Terror and fear in the skies above tonight as the Iron Profit, an Arkanaut Ironclad of the Barak-Nar skyport, makes full speed ahead to escape the charge of a maraudering, and unfortunately flying, Stonehorn.
We publish our story on the second day of the Profit’s escape, our news gyrocopter barely keeping pace with the frantic flight. Using an enchanted loud speaker we asked the captain and crew for any comment they wanted to provide, but received only panicked shouts and curses in response.
According to experts on the ground, there are few options available for the fleeing Ironclad. The most popular, though least likely to work, relies on the vessel still maintaining stocks of the previously standard-issue Warp-Lightning-Vortex-in-a-Bottle. Older models grounded their victims when deployed, an ability which could very well save the Iron Profit’s hull today. If the vessel is unable to find such a device, then its options narrow to blasting the Stonehorn out of the sky (which would require a severely unprofitable expenditure of ammunition), or simply hoping that the beast gets bored and stops. Given the notoriously rock-hard brains of the beasts, this last option seems unlikely.
Disturbances in the Realm of Ghur this morning as Gurlog Gitkicker, Ogor Tyrant, expresses his dismay at having his legions destroyed minutes after starting battle. His disappointment is immense, and the fact that he decided to field an army consisting entirely out of gnoblars has yet to factor into his analysis.
“It’s supposed to be a fair fight,” insisted Gitkicker. “Something is broken when an Ogor can’t raise an army of tiny gits and take on the world with it.”
His compatriots have run the gamut from understanding to frustrated, indicating that this has not been the first time that Gitkicker has chosen such an unorthodox strategy. “Last time we was on the Mawpath he just took a fistfull of Stonehorns and stuck ‘em right on the line. Purple Sun drifted over, blasted ‘alf of ‘em to ash. He ‘ates magic now, you never ‘ear the end of it.”

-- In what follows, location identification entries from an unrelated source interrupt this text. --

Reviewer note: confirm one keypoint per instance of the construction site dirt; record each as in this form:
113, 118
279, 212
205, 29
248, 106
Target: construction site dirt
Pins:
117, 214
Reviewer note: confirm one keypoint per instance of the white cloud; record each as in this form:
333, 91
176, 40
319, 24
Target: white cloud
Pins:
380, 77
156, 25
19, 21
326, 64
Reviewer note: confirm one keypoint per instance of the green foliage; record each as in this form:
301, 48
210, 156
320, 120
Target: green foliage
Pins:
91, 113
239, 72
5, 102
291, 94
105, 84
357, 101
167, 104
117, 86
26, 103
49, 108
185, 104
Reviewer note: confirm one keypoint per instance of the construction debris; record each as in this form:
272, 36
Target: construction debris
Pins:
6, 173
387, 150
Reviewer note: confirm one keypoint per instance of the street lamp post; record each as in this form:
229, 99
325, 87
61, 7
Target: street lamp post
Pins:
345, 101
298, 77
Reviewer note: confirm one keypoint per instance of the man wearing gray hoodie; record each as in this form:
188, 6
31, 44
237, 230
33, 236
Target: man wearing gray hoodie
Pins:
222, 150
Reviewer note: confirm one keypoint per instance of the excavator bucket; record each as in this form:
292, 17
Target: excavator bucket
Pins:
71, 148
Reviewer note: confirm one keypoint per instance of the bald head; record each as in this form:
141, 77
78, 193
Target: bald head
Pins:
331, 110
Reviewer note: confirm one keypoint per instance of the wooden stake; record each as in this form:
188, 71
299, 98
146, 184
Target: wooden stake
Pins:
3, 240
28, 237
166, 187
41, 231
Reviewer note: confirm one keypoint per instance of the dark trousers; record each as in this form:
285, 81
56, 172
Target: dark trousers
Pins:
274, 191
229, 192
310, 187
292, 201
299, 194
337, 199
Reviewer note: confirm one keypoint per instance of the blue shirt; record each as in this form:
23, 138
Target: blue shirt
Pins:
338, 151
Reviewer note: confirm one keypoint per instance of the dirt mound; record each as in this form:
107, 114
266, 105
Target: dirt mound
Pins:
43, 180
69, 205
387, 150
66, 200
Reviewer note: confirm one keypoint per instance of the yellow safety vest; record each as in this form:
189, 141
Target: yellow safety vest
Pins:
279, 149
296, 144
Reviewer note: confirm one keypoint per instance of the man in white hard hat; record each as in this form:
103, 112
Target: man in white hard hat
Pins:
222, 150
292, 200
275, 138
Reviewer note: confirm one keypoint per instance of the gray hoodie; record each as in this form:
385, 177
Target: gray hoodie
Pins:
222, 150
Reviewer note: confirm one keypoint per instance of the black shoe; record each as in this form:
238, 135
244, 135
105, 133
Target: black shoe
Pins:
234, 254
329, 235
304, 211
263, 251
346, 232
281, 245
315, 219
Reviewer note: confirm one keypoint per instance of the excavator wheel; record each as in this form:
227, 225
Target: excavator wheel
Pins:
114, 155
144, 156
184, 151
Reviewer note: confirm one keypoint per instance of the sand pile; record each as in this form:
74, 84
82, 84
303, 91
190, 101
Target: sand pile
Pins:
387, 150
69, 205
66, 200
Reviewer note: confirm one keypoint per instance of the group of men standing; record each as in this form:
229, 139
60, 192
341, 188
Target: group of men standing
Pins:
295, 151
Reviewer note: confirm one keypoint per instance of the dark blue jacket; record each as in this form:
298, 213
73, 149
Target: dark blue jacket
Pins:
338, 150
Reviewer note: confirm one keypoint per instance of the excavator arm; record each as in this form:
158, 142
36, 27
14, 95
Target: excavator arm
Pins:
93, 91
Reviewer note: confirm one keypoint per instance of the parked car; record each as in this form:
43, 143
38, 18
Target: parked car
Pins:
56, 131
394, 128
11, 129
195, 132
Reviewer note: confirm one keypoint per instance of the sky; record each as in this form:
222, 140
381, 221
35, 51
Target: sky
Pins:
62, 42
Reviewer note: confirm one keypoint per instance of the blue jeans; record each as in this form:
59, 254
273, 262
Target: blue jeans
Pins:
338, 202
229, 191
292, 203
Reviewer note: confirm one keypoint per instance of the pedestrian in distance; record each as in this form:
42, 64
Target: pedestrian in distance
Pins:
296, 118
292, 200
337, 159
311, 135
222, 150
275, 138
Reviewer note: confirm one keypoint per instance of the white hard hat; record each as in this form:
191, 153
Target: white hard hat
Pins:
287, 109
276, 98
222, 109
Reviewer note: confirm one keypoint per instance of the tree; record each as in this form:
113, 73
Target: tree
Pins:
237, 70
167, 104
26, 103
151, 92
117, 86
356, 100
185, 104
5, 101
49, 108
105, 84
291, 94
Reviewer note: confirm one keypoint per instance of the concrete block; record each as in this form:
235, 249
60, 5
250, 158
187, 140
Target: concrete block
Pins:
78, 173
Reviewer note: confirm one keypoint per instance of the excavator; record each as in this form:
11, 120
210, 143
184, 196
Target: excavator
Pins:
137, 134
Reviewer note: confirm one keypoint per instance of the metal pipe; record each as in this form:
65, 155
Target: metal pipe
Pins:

Gitlicker has rejected offers of advice from his fellow Ogors, vowing to walk his own path no matter what the naysayers might think. His next daring adventure is reportedly to adopt a pair of Aleguzzler Gargants into his force, a move described as ‘bold’ and ‘certainly unique’ by commentators.
Shocking news from the College of Gastrology today as resident academics float their latest theory: an ogor is merely a fully grown halfling.
“We got our start from the study of orruks,” explained lead researcher and Ogor specialist Rel Bitedodger. “It’s common knowledge that the more an Orruk fights the bigger they get, so we thought it made sense to apply the paradigm to other creatures of Destruction.”
Halfling communities are outraged at the news, and have petitioned the College to withdraw what they call outrageous slander. “Just because we love to gorge on food and drink, utilise culinary tools in battle, and have a friendly camaraderie does not make us the same species!” claimed Spokescook Dodgil Doublecake.
The College remains convinced however, and has continued to promulgate their beliefs throughout the populace using several methods. The most popular thus far have been free pamphlets, with such titles as ‘Gluttons From Cradle to Grave’ and ‘Half Of What? The Halflings’ Secret’.